Aussie plastic surgeon Tina stitching up some of the smaller incisions.

This was awesome. I watched Dr Tertius shave the thinnest sliver of skin from this man's thigh then thread the skin through a special machine. The skin came out of the machine as a mesh, allowing it to spread and cover so much more of the gaping wound. The OR nurses explained to me that over the next few weeks the skin will grown and fill in to fully cover the open wound. It is amazing that God made this wonderful thing we call skin, stretchy and elastic, to protect our bodies. It is amazing that God gave the idea to someone to use skin in such a way.

Bandaging up!

The "mercy" part of Mercy Ships really shines. Holistic health care-body, mind and spirit is the aim. Before each patient goes into surgery, crew gather around them to lift them up to God and to pray over them. Watching these gifted surgeons is a great privilege and knowing that lives are changed forever through their hands is something special!


Sunday, April 08, 2012

Tenki, Merci Beaucoup!

Late last year the Africa Mercy communications produced this clip to pay homage to the supporters of the crew members on board. Almost every crew member pays their own way to and from the Africa Mercy, monthly crew fees, insurance and all other personal expenditure. Without faithful financial support from others, this would not be possible. Whilst we do not feature in this clip we know most of those in it. Some are long term crew, some short term and some come and go and come again.

Their message is heartfelt as is ours.
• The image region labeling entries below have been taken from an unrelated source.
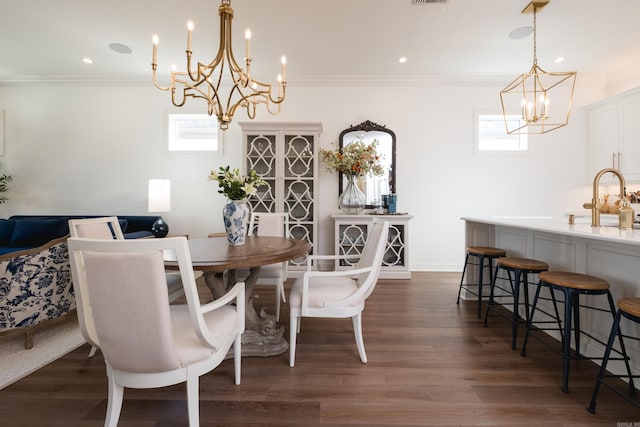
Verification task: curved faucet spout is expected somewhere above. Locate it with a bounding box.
[582,168,627,227]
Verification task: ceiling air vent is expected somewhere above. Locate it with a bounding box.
[411,0,449,4]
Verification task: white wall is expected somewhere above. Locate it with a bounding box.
[0,79,616,270]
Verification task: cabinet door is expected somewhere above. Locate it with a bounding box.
[382,223,407,268]
[587,104,620,183]
[246,134,278,212]
[282,132,317,267]
[620,95,640,182]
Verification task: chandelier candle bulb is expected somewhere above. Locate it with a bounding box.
[151,34,159,66]
[280,55,287,83]
[244,28,251,61]
[187,21,193,52]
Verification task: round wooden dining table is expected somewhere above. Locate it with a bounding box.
[165,236,311,357]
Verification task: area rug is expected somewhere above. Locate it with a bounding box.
[0,316,85,389]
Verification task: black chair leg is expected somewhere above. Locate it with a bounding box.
[587,310,633,414]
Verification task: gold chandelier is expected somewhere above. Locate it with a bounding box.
[500,0,576,134]
[151,0,287,130]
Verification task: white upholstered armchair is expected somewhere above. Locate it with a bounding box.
[68,237,245,427]
[289,218,389,367]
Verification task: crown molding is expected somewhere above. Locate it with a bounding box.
[0,72,608,88]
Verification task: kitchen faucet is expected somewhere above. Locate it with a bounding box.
[582,168,627,227]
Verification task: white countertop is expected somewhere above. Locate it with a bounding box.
[462,215,640,246]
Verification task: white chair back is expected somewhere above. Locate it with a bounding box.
[355,218,389,299]
[83,251,180,372]
[68,237,246,427]
[69,216,124,357]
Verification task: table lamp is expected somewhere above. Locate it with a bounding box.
[148,179,171,237]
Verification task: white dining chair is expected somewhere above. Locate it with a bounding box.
[289,218,389,367]
[69,216,191,357]
[68,237,245,427]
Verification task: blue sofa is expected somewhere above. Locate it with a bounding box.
[0,215,158,348]
[0,215,159,255]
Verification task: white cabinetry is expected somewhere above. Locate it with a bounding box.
[239,122,322,276]
[586,89,640,183]
[331,214,413,279]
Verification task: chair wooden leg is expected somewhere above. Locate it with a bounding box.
[276,285,280,322]
[89,346,98,357]
[104,365,124,427]
[233,334,242,385]
[187,369,200,427]
[289,311,300,368]
[351,312,367,363]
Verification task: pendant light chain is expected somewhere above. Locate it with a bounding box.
[533,5,538,66]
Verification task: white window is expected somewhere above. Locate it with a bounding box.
[475,113,529,153]
[168,113,222,152]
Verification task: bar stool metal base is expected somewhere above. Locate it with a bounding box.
[587,298,640,414]
[456,246,507,319]
[521,272,631,393]
[484,257,549,350]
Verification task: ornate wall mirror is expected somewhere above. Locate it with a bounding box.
[338,120,396,208]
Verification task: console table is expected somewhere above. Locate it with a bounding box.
[331,214,413,279]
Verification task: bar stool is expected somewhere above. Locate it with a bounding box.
[587,298,640,414]
[484,257,549,350]
[522,271,631,393]
[456,246,507,319]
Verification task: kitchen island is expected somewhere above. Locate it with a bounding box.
[462,215,640,372]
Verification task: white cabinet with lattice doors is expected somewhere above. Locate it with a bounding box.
[331,214,413,279]
[239,122,322,277]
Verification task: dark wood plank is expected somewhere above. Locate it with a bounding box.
[0,273,640,427]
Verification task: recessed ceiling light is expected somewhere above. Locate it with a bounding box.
[109,43,133,54]
[509,26,533,39]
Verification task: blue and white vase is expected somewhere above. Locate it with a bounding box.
[222,200,251,246]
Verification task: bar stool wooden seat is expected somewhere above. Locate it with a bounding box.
[521,271,631,393]
[456,246,507,319]
[484,257,549,350]
[587,298,640,414]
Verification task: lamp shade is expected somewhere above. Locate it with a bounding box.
[148,179,171,212]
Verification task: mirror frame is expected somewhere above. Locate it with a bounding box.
[338,120,396,209]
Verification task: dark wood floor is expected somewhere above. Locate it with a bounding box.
[0,273,640,427]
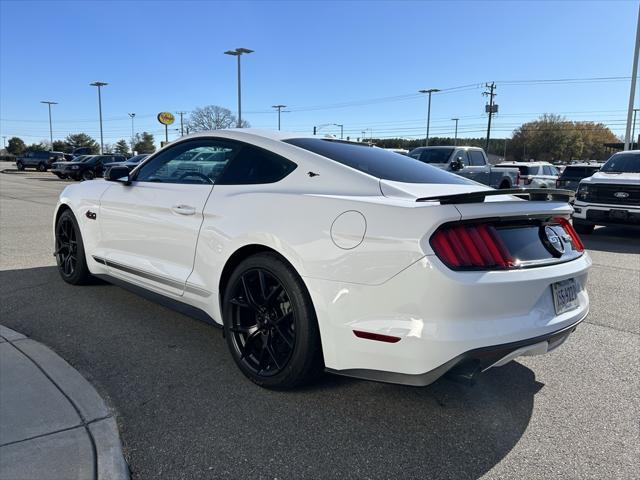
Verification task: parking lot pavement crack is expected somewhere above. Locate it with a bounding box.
[584,320,640,337]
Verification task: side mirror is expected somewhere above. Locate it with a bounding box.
[104,166,131,185]
[451,157,464,172]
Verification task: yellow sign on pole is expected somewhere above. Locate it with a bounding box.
[158,112,176,125]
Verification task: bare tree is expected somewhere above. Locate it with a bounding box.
[187,105,249,132]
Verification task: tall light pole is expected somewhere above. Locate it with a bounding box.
[90,82,109,155]
[451,118,460,147]
[127,113,136,156]
[418,88,440,147]
[624,2,640,150]
[40,100,58,152]
[271,104,286,130]
[224,48,253,128]
[631,108,640,149]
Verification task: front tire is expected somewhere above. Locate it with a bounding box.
[223,253,323,389]
[55,210,92,285]
[573,218,596,235]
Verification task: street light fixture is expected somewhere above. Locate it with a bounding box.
[418,88,440,147]
[224,48,253,128]
[451,118,460,147]
[271,105,287,130]
[89,82,109,155]
[40,100,58,152]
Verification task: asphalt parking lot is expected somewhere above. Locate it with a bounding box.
[0,167,640,479]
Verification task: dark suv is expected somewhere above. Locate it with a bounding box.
[16,152,65,172]
[53,155,126,180]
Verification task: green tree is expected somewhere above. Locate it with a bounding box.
[507,114,618,161]
[64,133,100,154]
[133,132,156,153]
[113,139,129,155]
[53,140,71,153]
[7,137,27,156]
[187,105,250,132]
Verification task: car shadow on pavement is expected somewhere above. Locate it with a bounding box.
[0,267,543,479]
[580,227,640,254]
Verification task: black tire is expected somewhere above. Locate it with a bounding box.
[573,219,596,235]
[55,210,93,285]
[222,253,324,389]
[82,170,96,180]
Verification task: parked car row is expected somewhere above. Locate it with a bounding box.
[51,154,149,180]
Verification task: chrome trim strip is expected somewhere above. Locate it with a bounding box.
[93,255,211,297]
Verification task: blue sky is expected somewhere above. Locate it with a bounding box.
[0,0,640,147]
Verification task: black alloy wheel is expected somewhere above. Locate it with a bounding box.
[54,210,91,285]
[224,253,322,388]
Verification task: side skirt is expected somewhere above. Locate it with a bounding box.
[94,274,222,329]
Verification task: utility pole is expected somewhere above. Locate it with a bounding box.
[176,112,187,137]
[624,6,640,150]
[418,88,440,147]
[40,100,58,152]
[90,82,109,155]
[271,104,286,130]
[631,108,640,150]
[224,48,253,128]
[127,113,136,156]
[451,118,460,147]
[482,82,498,153]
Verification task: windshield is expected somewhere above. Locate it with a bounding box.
[285,138,476,185]
[411,148,453,163]
[600,153,640,173]
[560,166,600,180]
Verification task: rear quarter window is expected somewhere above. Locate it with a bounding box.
[285,138,475,184]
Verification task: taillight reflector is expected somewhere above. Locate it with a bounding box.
[553,217,584,252]
[431,225,515,268]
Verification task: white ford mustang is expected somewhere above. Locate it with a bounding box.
[54,129,591,388]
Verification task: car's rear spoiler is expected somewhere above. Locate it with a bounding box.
[416,188,575,205]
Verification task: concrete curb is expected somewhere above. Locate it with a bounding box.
[0,325,129,480]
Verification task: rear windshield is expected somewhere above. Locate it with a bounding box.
[600,153,640,173]
[494,164,538,176]
[409,148,453,163]
[285,138,474,184]
[560,166,600,180]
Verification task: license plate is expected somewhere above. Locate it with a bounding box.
[551,278,580,315]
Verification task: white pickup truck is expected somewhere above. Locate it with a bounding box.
[573,150,640,234]
[409,147,520,188]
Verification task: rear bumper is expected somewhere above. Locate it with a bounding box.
[304,253,591,385]
[327,314,587,387]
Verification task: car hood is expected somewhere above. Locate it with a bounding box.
[580,172,640,185]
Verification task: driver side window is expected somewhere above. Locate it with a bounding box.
[135,138,239,184]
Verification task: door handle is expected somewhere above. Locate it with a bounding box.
[171,205,196,215]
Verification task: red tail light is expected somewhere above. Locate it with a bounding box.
[553,217,584,252]
[431,225,515,268]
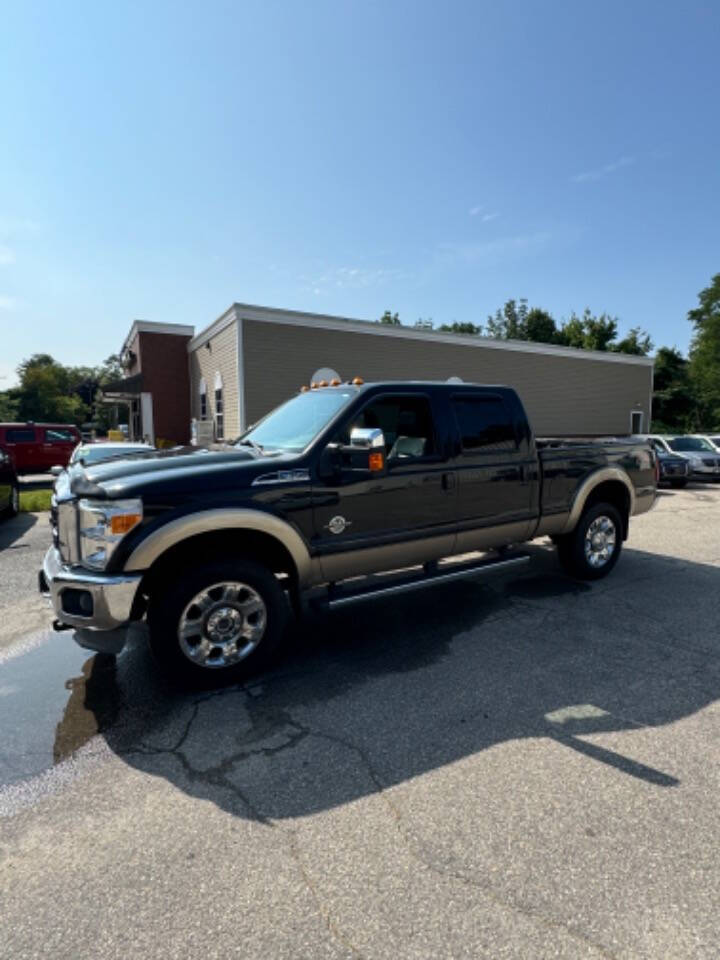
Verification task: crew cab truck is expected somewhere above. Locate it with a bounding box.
[39,378,657,678]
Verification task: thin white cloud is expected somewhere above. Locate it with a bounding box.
[571,157,635,183]
[468,204,500,223]
[300,267,409,296]
[0,214,40,234]
[437,231,552,265]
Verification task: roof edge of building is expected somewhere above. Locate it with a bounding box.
[188,303,654,366]
[121,320,195,352]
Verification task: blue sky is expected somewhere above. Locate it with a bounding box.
[0,0,720,389]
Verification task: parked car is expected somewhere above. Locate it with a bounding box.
[693,433,720,454]
[656,448,691,488]
[647,434,720,480]
[50,441,156,476]
[0,423,80,474]
[39,379,657,679]
[0,449,20,517]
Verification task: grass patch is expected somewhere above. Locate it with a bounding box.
[20,490,52,513]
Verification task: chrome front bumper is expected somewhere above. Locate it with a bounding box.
[39,547,142,646]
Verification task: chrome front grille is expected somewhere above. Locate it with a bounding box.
[50,494,60,550]
[53,500,80,563]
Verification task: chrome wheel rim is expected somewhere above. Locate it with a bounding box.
[585,516,617,569]
[178,581,267,670]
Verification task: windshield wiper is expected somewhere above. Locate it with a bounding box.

We want to say thank you to all those who have supported us previously when we completed in our training in 2006, some who have joined to support us once again, thank you to those who have joined us for our current season with Mercy Ships and thank you to our new supporters who have partnered with us in 2012.
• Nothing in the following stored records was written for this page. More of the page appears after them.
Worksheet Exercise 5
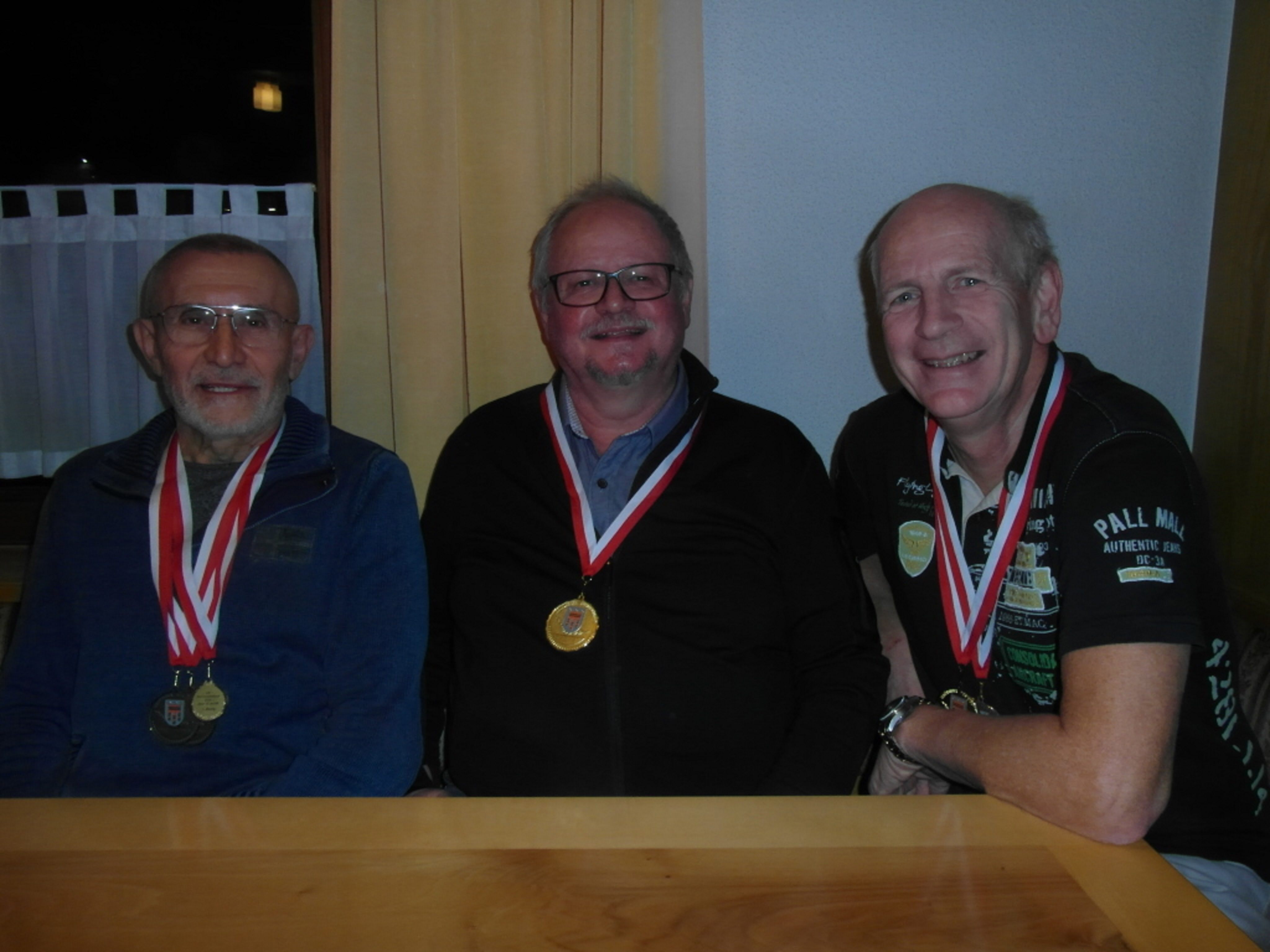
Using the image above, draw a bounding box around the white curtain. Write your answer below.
[0,184,326,478]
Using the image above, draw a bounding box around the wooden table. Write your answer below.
[0,796,1254,952]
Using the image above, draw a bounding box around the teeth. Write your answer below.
[926,350,982,368]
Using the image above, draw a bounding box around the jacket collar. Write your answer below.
[91,397,333,496]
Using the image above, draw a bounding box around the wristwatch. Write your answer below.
[877,694,931,764]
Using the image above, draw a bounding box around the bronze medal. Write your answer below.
[547,597,599,651]
[189,678,229,721]
[150,688,198,746]
[940,682,997,717]
[940,688,979,713]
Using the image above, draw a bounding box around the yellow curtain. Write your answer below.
[328,0,660,501]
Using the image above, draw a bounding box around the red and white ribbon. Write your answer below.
[541,383,705,578]
[926,353,1071,679]
[150,425,282,668]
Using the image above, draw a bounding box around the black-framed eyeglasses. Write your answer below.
[154,305,299,346]
[547,262,678,307]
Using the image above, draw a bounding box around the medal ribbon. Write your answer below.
[926,353,1071,680]
[150,424,282,668]
[541,383,704,578]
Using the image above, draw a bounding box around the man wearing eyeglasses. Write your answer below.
[419,180,885,796]
[0,235,427,796]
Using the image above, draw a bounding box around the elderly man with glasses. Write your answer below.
[0,235,427,796]
[419,180,885,796]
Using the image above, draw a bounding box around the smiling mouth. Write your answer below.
[922,350,983,369]
[589,324,648,340]
[198,383,254,394]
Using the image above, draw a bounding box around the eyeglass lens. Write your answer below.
[161,305,287,346]
[554,264,673,307]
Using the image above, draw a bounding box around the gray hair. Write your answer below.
[861,183,1058,289]
[530,176,692,302]
[137,231,300,319]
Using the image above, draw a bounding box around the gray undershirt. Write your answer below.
[185,460,242,543]
[559,363,688,538]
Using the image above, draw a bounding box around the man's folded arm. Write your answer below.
[895,642,1190,843]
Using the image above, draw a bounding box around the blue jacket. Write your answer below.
[0,399,428,796]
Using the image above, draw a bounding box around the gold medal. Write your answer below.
[547,595,599,651]
[189,678,229,721]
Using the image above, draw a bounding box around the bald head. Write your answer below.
[865,183,1058,299]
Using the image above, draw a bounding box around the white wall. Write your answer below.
[702,0,1233,454]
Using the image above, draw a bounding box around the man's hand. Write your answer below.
[869,746,949,796]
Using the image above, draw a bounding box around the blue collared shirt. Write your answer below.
[560,363,688,537]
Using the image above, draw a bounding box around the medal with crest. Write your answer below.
[540,383,701,651]
[149,425,282,746]
[930,353,1069,715]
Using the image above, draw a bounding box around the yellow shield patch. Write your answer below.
[899,520,935,579]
Thank you to those who pray for us, email us, read our blog and encourage us when we think we cannot go on another day. Without you all we could not do what we are doing serving the poorest of the poor in the nations of West Africa.

BBQ in Africa

A few weeks ago we had the first of several day worker/crew BBQ and community meetings. It was a roaring success. Each Thursday evening the crew gather in the International Lounge for community meeting which runs similar to a western church service. Not this time! This was the time for the African crew to shine. Above is Andrew in the looonnnggg food line.

Hot dogs on the barbie.

No meal is complete on the Africa Mercy without first sanitising ones hands. Luckily the sanitisers have recently gone portable.

Leah, our fellow Tassie crew member tucking in.
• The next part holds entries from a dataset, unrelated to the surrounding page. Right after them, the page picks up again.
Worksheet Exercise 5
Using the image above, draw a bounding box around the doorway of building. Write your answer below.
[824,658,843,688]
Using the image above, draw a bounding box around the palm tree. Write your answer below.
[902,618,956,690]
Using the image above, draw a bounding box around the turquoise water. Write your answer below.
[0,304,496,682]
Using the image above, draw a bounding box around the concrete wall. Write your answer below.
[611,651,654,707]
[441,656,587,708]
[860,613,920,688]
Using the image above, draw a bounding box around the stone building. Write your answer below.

Jessica has began a phase of smiling for the camera but just as I press the shutter she makes a face. She will live to regret it on her 21st birthday-lol! Mum an Dad will have the last laugh!

Not quite Aussie BBQ fare (miss!) but the US version!

Crew Services day worker, Titus who also worked on the Africa Mercy in Sierra Leone. It is fun when the day workers follow the ship from country to country. We don't have to say goodbye and we can get to know them even better! I was so excited last week to "run into" Idrissa, a day worker from the dental team in Sierra Leone, last weekend at a local pool. He married a crew member last Thursday and will be living on board as short term crew for two months before he and his new wife move on land.

The party really kicked off when the djembes began!


The mosh pit got going and after a while I was brave enough to jump into the throng of hot and sweaty crew and day workers dancing, clapping and jumping to the throbbing beat of the djembe and the rousing lyrics of West African worship songs.

Time to quite down for the meeting as we celebrated the nations represented and how no matter our cultural differences we are brothers and sisters in Christ. Amen!